Amigos, amigas, grato pelos acessos a este singelo blog. Espero que seja agradável a leitura.
Blogueiro e autor de Crises do Filho do meio
Dona Baratinha

Dona Baratinha diz que tem sete saias de filó... mas anda com roupa de viuvez o tempo todo, num luto vivo de tecido lustroso e piedosa na igreja de santo Antonio, seu santo de devoção de terços diários e um guarda-chuva preto que faz as vezes de bengala, não quis trocar por sombrinha colorida, não. Aquele objeto guardava lembranças e protegia das lágrimas, era do falecido. Falecido, Dona Baratinha?
- É.
A resposta seca mostrava como lidava com as realidades da vida marcada por rituais. O tempo não existia para ela, os ponteiros dos relógios eram meros marcadores da próxima missa na tevê ou de trazer o copo com água para benzer. O tempo, podia se dizer, são momentos de um ritual, muitos, imperceptíveis que se fazem sem a devida consciência, até as formigas têm os seus rituais.  Dona Baratinha punha termos a eles e rezava como uma sacerdotisa em seu sacrário doméstico ou mesmo na igreja de santo Antonio. Cuidado com o terço de ouro, mãe? Advertiam os filhos. Que nada. O último ladrão motoqueiro que tentou roubar levou uma boa surra de cabo de guarda-chuva, a mulher o pegou com o cabo e o puxou com uma força de velha hostil e depois de caído os transeuntes tiveram que apartá-la da “vítima”, enquanto a moto ligada em queda girara as rodas sem chão. Quebrou o guarda-chuva e quiseram lhe dar outro, não, mandou a conserto e trocou varetas e lona, que tinha de ser tudo em preto e devia estar pronto para a próxima missa na igreja de santo Antonio, ia mandar o padre rezar as missas ao falecido, as quais fazia questão de pagar com dinheiro de sua pensão. Não se pode dever a santo, dizia, e mais, ao santo que beijava os pés todas as vezes que lá ia.
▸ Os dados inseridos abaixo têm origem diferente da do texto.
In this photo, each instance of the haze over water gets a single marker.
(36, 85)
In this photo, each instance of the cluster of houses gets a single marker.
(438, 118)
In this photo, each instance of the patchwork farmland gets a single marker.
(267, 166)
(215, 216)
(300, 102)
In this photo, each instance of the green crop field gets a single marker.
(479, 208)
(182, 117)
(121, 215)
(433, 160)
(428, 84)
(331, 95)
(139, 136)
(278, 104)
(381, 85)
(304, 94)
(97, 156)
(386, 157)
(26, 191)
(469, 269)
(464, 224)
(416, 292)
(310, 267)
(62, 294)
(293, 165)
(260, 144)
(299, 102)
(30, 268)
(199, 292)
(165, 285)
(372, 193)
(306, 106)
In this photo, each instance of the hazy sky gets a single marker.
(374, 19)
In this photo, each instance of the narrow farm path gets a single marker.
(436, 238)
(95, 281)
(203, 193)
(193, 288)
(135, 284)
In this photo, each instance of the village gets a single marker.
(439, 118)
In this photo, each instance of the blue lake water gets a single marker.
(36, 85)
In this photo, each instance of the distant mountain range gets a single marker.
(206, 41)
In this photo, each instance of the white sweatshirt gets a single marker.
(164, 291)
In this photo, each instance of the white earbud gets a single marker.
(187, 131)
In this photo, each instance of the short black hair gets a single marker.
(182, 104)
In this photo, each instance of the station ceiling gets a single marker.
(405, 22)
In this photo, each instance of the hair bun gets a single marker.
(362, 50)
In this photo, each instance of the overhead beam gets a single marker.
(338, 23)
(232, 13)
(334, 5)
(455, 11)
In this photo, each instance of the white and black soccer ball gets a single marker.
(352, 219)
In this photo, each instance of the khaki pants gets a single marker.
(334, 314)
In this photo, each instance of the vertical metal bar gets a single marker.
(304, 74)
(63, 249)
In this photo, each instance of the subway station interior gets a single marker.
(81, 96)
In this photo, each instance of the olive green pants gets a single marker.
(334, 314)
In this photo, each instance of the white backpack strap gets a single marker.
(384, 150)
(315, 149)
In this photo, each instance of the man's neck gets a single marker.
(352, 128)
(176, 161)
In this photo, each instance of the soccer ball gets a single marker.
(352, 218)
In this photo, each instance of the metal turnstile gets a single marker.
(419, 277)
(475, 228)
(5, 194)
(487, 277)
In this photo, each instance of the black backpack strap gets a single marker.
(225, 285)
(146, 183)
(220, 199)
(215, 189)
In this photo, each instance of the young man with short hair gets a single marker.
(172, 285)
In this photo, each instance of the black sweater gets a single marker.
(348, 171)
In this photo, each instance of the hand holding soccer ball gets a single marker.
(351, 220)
Vendo dona Baratinha no primeiro banco o padre amainava o discurso e não esquecia as intenções da missa e ela o orientava com o olhar solene e ritualístico, e era de se saber que o guarda-chuva a acompanhava mesmo sem nuvens no céu. Já beijara os pés do santo e agora rezava sentindo o cheiro de madeira dos bancos e lá no altar via a luz vermelha iluminando uma caixinha onde o padre gordo punha e tirava hóstias, como guardião da fé, como se Deus desse voltas no bairro todo e parasse ali, e que o padre pudesse mexer no tempo como se mexe em relógios de camelô. Quando sentia o pão sagrado em sua língua era tudo o mais sem valor, até mesmo o que se escreve sobre ela. É a fé, a instância de seu entendimento, donde não se pode pôr ou tirar sem complicar.
Os meus momentos passam com as cautelas de um relógio oco de toc-toc que não me sintonizam, tudo tão passadiço que parece relógio de camelô, de dois por um – agora complicou, né? Estou tranquilo, escrevo enquanto Deus me der linhas nessa vida que é uma mão que escreve sozinha, porque dona Baratinha já mandou rezar as missas, trocar a foto do túmulo do falecido e deu outras orientações ao padre e, ainda, repassou algumas que o papa não receberá.
Da última vez que passei pela sua calçada parou de varrer e disse-me que rezava algumas ave-marias pelo moço de chapéu também. Uns usam guarda-chuva, outros relógios, brincos, óculos, chapéu e solidéu.